Банда же сатанистов устремилась к поселению, и, взяв его приступом, принялась всё жечь и грабить. Жители, кто успел, укрылись в церкви, которую сатанисты не стали атаковать. Дело в том, что один из сих разбойников нашёл погреб с церковным вином, и вся шайка, ликуя, устремилась к нему. Перепившись же, как варвары, неразбавленным вином, они почивали кто где был, то есть в том же погребе.

Некоторое время спустя подошёл к поселению и кардинал Некий. "Почему же это ворота раскрыты настежь и стражи никакой не видно?" – удивился про себя Некий. "Наверное, это по случаю прибытия папского посланника с энцикликой", – решил он же. И кардинал вошёл в крепость. "Но отчего не видно народу на улицах?" – изумился он. "А, это оттого, что все разбежались по домам переодеваться и прихорашиваться для такого важного события!" – догадался Некий. "Отчего из церкви слышатся стенания и плач?" – насторожился он. "Да оттого, дурья твоя башка, что крепость захватили нехристи сатанинские!" – закричали тут из церкви. Услышав это, Некий, недолго думая, со всех ног помчался к церкви и был принят в неё. Стали думать, что же теперь делать. Думали, думали и… ничего не придумали.

Но тут вдали послышались боевые сигналы трубы – это подошёл правительственный отряд. Хоть и с опозданием, но комендант приграничной крепости, в которой останавливался Некий, догадался, что ежели с кардиналом и его энцикликой что-нибудь случится, то не сносить ему комендантских эполет. И вослед папскому посланнику он отправил одну из своих боевых единиц.
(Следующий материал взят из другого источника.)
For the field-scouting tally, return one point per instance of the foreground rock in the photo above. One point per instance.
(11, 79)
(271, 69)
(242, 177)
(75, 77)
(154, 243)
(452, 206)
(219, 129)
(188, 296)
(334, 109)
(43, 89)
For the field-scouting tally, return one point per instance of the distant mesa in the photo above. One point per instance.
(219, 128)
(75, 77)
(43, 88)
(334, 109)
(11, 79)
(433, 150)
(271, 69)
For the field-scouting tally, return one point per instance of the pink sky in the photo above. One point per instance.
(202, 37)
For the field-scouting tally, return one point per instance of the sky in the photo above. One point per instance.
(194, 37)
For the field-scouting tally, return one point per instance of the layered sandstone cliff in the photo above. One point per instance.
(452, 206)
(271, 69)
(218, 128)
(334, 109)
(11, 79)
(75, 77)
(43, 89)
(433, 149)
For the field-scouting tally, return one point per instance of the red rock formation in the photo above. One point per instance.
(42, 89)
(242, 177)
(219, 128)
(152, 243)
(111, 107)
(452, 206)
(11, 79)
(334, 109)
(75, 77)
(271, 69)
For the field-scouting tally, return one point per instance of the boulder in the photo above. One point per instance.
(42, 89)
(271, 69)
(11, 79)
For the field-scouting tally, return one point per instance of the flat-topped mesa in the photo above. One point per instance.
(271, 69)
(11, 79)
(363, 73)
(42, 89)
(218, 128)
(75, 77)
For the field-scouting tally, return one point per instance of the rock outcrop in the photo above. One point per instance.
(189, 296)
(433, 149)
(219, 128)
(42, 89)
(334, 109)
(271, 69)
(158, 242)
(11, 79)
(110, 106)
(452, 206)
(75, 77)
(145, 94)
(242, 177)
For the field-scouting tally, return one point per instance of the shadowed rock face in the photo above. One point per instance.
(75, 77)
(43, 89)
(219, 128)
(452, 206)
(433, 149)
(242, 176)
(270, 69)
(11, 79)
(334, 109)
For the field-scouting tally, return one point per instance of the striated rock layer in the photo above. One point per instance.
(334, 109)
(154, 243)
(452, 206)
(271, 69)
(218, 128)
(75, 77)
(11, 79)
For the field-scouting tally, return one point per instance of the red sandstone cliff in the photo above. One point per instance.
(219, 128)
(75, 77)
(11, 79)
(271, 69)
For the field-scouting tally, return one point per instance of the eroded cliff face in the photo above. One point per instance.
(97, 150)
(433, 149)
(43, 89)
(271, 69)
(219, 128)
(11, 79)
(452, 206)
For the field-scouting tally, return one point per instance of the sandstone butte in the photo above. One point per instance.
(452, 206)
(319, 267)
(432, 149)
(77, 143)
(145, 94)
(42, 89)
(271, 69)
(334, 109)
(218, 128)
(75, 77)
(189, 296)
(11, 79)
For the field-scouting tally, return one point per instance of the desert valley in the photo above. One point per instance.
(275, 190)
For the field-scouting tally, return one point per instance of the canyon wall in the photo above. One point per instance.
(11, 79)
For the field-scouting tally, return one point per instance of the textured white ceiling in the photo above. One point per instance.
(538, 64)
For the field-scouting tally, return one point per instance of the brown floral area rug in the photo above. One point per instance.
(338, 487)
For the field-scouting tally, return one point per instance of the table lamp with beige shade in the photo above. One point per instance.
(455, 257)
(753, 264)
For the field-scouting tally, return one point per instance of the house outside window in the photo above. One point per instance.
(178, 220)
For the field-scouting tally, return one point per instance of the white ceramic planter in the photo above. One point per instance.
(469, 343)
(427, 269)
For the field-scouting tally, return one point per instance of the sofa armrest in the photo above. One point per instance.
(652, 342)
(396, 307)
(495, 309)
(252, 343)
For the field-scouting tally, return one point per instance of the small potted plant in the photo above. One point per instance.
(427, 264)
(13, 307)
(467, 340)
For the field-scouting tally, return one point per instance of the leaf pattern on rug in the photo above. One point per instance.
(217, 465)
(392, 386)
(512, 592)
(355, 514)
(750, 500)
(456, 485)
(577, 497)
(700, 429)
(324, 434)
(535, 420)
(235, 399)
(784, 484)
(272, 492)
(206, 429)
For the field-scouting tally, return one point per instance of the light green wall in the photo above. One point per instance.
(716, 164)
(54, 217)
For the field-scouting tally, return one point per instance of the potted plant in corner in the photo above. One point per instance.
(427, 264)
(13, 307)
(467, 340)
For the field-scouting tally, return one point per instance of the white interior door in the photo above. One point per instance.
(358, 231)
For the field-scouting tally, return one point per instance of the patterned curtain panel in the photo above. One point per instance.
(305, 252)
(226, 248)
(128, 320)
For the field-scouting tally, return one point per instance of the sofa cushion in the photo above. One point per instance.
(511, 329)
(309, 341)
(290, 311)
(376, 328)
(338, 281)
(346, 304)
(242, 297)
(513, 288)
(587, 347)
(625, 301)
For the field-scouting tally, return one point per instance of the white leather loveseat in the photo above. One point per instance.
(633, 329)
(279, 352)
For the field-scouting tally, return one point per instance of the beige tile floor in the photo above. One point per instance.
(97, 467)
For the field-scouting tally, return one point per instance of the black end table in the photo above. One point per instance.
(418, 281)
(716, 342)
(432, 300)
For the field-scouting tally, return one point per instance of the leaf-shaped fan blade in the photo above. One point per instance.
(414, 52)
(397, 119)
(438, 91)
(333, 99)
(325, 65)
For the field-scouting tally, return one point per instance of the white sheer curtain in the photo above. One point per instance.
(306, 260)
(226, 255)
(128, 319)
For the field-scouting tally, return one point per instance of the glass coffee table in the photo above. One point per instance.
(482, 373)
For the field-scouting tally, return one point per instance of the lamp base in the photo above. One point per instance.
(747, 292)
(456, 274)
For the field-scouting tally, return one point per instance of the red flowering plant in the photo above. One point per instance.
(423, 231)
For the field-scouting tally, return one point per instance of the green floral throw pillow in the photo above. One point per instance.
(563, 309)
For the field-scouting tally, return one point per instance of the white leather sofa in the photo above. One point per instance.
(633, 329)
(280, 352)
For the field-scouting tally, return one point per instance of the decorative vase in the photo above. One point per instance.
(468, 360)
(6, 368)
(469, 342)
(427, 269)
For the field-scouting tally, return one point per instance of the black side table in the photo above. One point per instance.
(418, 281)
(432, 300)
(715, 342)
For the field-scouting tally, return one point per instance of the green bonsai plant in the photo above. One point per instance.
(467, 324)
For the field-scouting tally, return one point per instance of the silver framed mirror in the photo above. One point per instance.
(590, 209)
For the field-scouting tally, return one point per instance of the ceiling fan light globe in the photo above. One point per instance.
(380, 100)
Далее всё прошло, как на учениях: по запаху серы сатанистов нашли всё в том же погребе, заперли их там и сожгли заживо. Кардинал Некий торжественно провозгласил жителям и воинам папскую энциклику о вреде алкоголя, табако– и иногокурения, а также о пользе походов с шатрами в лес, посещения библиотеки и прочая и прочая. По случаю счастливого избавления от опасности и провозглашения энциклики был устроен пир, и вино лилось рекою.

XIX

Этим утром электрический курьер принёс сказочнику письмо. Надо сказать, что сие новое поколение почты отличалось такой необычайной скоростью по сравнению с предыдущим – скороходом с рожком и сумкой для писем, – что сказочник, едва свершив или ещё только полагая свершить действие, уже читал о нём в электрическом письме. Вот что было там написано:

"Этим утром сказочник получил электрическое письмо от своего друга мсье Алькофрибаса, (в коем тот продолжал знакомить коллегу с необычайными приключениями великана мсье Жирдона и его отважной команды". Далее в письме рассказывалось о том, как, плавая в морях Крайнего Севера, довелось сим путешественникам слушать слова и даже целые речи, пребывавшие доселе в замороженном состоянии, но, попавши в трюм корабля, изволившие оттаять и самовоспроизводиться.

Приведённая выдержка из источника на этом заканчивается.